À Vincennes et Maisons-Alfort notamment, des personnes s’emparent des ouvrages pour en faire commerce. Un phénomène que déplorent nombre d’usagers.
L’armoire à livres installée ici, à quelques pas de l’hôtel de ville, attire beaucoup, beaucoup de monde ce matin-là d’avril. « Je trouve souvent des choses sympas, il faut dire qu’à Vincennes les gens ont les moyens d’en acheter des beaux et des chers », nous confie une habituée, tout sourire devant cette manne littéraire… Qui n’attire pas que des lecteurs.

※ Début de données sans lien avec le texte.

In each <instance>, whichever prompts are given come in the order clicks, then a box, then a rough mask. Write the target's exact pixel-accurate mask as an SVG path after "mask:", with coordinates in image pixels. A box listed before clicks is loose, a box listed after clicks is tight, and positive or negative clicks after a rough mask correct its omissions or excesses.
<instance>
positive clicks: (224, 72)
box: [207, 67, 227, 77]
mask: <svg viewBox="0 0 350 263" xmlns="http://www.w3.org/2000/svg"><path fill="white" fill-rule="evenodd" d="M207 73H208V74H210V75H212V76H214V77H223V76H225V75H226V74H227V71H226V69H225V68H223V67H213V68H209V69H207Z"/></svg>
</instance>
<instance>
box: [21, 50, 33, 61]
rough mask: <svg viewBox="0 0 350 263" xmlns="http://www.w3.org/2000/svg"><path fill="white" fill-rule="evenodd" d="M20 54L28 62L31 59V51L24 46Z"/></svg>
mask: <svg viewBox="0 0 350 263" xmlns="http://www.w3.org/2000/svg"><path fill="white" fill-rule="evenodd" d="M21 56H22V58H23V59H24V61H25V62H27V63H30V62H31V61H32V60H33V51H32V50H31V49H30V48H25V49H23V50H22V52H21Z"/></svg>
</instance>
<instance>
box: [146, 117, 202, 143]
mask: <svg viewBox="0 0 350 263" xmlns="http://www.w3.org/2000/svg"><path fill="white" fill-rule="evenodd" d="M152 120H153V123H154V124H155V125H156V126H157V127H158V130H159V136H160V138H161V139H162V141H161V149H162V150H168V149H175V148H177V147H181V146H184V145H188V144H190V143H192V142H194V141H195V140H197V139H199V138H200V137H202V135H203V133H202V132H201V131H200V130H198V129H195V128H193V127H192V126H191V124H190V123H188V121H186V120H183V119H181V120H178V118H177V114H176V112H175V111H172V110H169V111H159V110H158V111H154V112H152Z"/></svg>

[…]Le processus semble bien rodé : des lecteurs déposent des livres, lui s’empresse de les récupérer, avant de se rasseoir sur le banc le plus proche, ce qui permet de guetter du coin de l’œil tout nouvel arrivage. Il dégaine ensuite son smartphone et, la pile de livres sur les genoux, s’emploie à scanner chaque code-barres en quatrième de couverture. Pour ce faire, il utilise l’une des nombreuses applications (Momox, Recyclivre, La Bourse aux livres et tant d’autres) permettant de connaître une estimation du prix de chaque livre à la revente. Un prix qui diffère d’une appli à une autre.

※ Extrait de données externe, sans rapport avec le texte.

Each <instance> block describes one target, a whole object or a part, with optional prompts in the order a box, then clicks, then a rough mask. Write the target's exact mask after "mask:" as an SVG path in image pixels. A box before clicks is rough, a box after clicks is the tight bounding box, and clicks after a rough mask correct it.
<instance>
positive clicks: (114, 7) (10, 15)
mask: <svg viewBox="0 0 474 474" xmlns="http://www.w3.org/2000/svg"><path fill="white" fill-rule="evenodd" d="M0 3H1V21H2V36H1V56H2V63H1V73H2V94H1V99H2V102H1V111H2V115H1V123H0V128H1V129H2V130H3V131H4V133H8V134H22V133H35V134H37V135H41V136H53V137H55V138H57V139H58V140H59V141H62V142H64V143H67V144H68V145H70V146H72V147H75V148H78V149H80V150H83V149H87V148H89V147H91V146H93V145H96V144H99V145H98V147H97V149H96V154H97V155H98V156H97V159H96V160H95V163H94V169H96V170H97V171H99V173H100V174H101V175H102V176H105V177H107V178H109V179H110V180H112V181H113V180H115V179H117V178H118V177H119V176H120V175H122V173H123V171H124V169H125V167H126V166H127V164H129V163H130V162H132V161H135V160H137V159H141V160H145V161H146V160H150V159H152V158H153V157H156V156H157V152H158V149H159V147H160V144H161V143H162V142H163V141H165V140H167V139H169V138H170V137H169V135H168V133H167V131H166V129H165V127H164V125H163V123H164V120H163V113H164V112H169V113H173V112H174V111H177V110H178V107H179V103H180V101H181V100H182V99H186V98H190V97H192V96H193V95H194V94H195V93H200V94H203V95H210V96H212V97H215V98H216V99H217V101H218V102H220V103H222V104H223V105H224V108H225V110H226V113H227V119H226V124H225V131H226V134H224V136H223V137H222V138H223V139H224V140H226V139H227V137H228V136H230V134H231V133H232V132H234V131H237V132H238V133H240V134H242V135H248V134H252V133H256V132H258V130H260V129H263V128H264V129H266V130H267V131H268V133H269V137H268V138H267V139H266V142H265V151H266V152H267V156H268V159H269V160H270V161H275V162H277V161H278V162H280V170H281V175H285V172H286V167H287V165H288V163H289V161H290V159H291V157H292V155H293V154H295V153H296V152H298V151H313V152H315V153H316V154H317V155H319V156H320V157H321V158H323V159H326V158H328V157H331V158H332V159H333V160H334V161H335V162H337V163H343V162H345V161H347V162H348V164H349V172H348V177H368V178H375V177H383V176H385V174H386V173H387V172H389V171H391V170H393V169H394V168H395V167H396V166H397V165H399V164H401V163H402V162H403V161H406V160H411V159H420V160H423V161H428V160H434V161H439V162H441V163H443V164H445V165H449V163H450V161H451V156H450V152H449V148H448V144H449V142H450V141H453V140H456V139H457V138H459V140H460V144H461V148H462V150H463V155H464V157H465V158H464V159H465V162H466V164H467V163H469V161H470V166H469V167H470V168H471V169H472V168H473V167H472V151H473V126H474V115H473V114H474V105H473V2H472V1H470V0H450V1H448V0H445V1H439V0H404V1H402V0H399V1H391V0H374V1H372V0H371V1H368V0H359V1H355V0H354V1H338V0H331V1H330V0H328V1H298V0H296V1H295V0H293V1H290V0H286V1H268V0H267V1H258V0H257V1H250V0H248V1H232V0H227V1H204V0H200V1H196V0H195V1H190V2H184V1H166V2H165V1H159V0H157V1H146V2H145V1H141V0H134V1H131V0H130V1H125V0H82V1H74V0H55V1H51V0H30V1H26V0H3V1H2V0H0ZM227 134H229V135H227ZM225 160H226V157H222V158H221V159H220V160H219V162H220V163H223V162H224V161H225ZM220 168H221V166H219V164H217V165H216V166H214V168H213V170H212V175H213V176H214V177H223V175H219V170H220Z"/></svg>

Combien cette activité lui rapporte-t-il ? Est-ce un commerce auquel il s’adonne régulièrement ? Dans quelle situation financière se trouve cet homme pour qu’il doive en passer par là ? De tout cela nous ne saurons rien : nos questions lui ont fait hâter le pas en direction de la gare la plus proche. Tout juste prend-il le temps, avant de disparaître, de nous assurer qu’il n’était « pas du tout » en train de faire ce dont nous avions été témoin.
[…]Car d’autres communes du Val-de-Marne sont touchées par ce phénomène. C’est le cas notamment de Maisons-Alfort, dont tous les quartiers sont dotés d’au moins une boîte à livres, éclairée à la nuit tombée.